Use of a semi-automated surgical robot for pedicle screw placement is feasible and boasts of a high technical and clinical accuracy, as shown in a cadaver study.
To assess the feasibility, accuracy and efficacy of a new robotic guidance system, a custom robotic arm was integrated into a hybrid operating room (OR) equipped with an augmented reality surgical navigation system (ARSN).
The robot mounted on the OR table was used to assist in placing Jamshidi needles in 113 pedicles in four cadavers, while the ARSN system helped in planning screw paths and directing the robot. The robot arm autonomously aligned with the planned screw trajectory, then the surgeon inserted the Jamshidi needle into the pedicle.
Accuracy was measured via verification cone beam computed tomography images with the planned paths superimposed. Pedicle screw diameters were then simulated on the placed Jamshidi needles to provide a clinical grading according to the Gertzbein scale.
The novel robot-guided system achieved a technical accuracy at bone entry point of 0.48±044 mm in the axial plane and 0.68±0.58 mm in the sagittal plane, with angular errors of 0.94±0.83° and 0.87±0.82°, respectively. [Sci Rep 2020;10:7522]
The mean navigation time from skin incision to placed Jamshidi needle following a planned path was 96±37 seconds. No statistically significant differences were seen between consecutive cadavers (pall>0.05). The time to reposition the robot (every five levels) was 106±71 seconds.
A statistically superior accuracy was seen with the robotic guidance system (p<0.001) as compared with ARSN without robotic assistance. Notably, the simulated pedicle screw grading resulted in 100-percent clinical accuracy.
In recent meta-analyses, robotic guidance demonstrated reliable but not superior clinical accuracy when compared to pedicle screw placement with standard fluoroscopic guidance. [Spine (Phila Pa 1976) 2018;43:1670-1677; Int J Comput Assist Radiol Surg 2016;11:2273-2281; World Neurosurg 2018;116:433-443.e438]
In contrast, another meta-analysis reported lower rates of accuracy among navigation and robot-guided surgeries than freehand surgeries. [World Neurosurg 2018;116:433-443.e438]
“This highlights the complexity of choosing a good outcome parameter for robot-guided surgery and the possible shortcomings of clinical grading scales alone,” the researchers said.
“Therefore, it is our belief that there is an added benefit in reporting all available accuracy data and not solely rely on either clinical grading scales or absolute, technical accuracies for new technologies, when outcome data such as revision rates or complication rates are not available,” they added.
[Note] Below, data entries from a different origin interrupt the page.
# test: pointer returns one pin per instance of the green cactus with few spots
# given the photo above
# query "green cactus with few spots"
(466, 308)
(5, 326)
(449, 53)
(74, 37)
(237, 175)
In addition, a key issue in accurate pedicle screw placement as shown in previous studies was the correct approach and entry into the pedicle, which is partly determined by a “well-chosen bone entry point, devoid of ridges and slopes, which may deflect the instrument used to penetrate the bone.” [Spine (Phila Pa 1976) 2019;44:1097-1104; Neurosurg Focus 2014;doi:10.3171/2014.1.FOCUS13516; Medicine (Baltimore) 2016;95:e4834; PLoS One 2016;11:e0153235]
“Surgical navigation with 3D representation of the deep bone anatomy adequately addresses the identification of a good bone entry point and the augmented reality visualization is especially helpful in this respect,” the researchers noted. [Spine (Phila Pa 1976) 2019;44:1097-1104]
The current study was limited by its small sample size, lack of a control group and that no actual pedicle screws were placed.